Tasarımlar keskin ve yapılı formlarda, kırmızı, siyah, beyaz, ten ve krem renk bloklarından oluşmuşlar.Kollarına, yanlarına ve paçalarına kesiklerle yaratılan ve içine kontrast renkler gömülen kaban, pantolon ve ceketler çok değişikti, yine kat oyunları ve spiral pililer hoştu. Şarap rengi, zümrüt yeşili ve hardal parlaklık katmıştı. Yukarıdaki kırmızı-siyah tek omuz kokteyl elbise favorim! Bu tür elbiselerde çok başarılı olsa da bu koleksiyonda bir iki tane görkemli kırmızı halı elbiseleri de beklerdim!






PREEN:



Justin Thornton and Thea Bregazzi ikilisi tarafından tasarlanan fakat dikişi gelenekçilere bırakılan PREEN koleksiyonu, bu defa hayranları için sürpriz sayılabilir!

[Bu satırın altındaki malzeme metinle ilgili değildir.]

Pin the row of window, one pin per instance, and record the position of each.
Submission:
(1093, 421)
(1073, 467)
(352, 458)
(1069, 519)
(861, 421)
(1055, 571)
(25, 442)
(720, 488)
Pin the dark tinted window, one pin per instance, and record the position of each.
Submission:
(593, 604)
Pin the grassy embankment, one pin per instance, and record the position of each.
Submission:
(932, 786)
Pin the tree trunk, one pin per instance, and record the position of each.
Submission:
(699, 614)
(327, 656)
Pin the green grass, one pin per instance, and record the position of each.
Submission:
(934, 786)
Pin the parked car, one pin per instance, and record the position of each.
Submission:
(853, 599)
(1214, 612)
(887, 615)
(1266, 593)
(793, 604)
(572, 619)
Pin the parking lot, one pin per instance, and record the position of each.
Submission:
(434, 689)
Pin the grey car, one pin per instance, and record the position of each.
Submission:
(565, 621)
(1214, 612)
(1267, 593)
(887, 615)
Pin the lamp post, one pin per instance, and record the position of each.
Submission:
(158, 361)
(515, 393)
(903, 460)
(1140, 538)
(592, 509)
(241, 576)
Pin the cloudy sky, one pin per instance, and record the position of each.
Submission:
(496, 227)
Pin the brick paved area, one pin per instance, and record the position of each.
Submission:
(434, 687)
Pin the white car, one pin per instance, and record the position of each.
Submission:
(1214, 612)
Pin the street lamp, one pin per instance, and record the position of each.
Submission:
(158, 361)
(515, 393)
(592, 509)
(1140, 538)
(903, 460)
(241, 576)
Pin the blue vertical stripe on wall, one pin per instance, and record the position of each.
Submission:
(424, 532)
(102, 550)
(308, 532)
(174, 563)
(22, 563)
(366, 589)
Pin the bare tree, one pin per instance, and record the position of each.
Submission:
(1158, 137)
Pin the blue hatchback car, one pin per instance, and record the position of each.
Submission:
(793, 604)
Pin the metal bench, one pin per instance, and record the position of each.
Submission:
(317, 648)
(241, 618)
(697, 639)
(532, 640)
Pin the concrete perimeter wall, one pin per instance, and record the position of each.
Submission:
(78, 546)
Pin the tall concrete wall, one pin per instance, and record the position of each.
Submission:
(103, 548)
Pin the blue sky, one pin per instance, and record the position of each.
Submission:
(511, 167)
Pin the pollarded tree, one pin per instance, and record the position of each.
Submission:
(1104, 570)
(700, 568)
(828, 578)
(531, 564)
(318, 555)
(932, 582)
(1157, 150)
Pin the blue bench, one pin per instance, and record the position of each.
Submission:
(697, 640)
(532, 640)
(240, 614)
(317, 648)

Body-con denen vücudu sıkıca saran ve kıvrımları belirginleştiren meşhur Preen elbiseler, yine çiçekler, Preen pencereleri ve yırtıkları yine var, ama bu defa bir o kadar da androjen ve sert tasarımlar da var. Takımlar, pantolonlar, kabanlar en modern şekillderde tasarlanmış fakat en gelenekse terzilikle dikilmiş(gelenekçi Savile Row terzileri Gieves ve Hawkes tarafından). Feminen ve şirin tasrımlara maskülen ve sert dikişler.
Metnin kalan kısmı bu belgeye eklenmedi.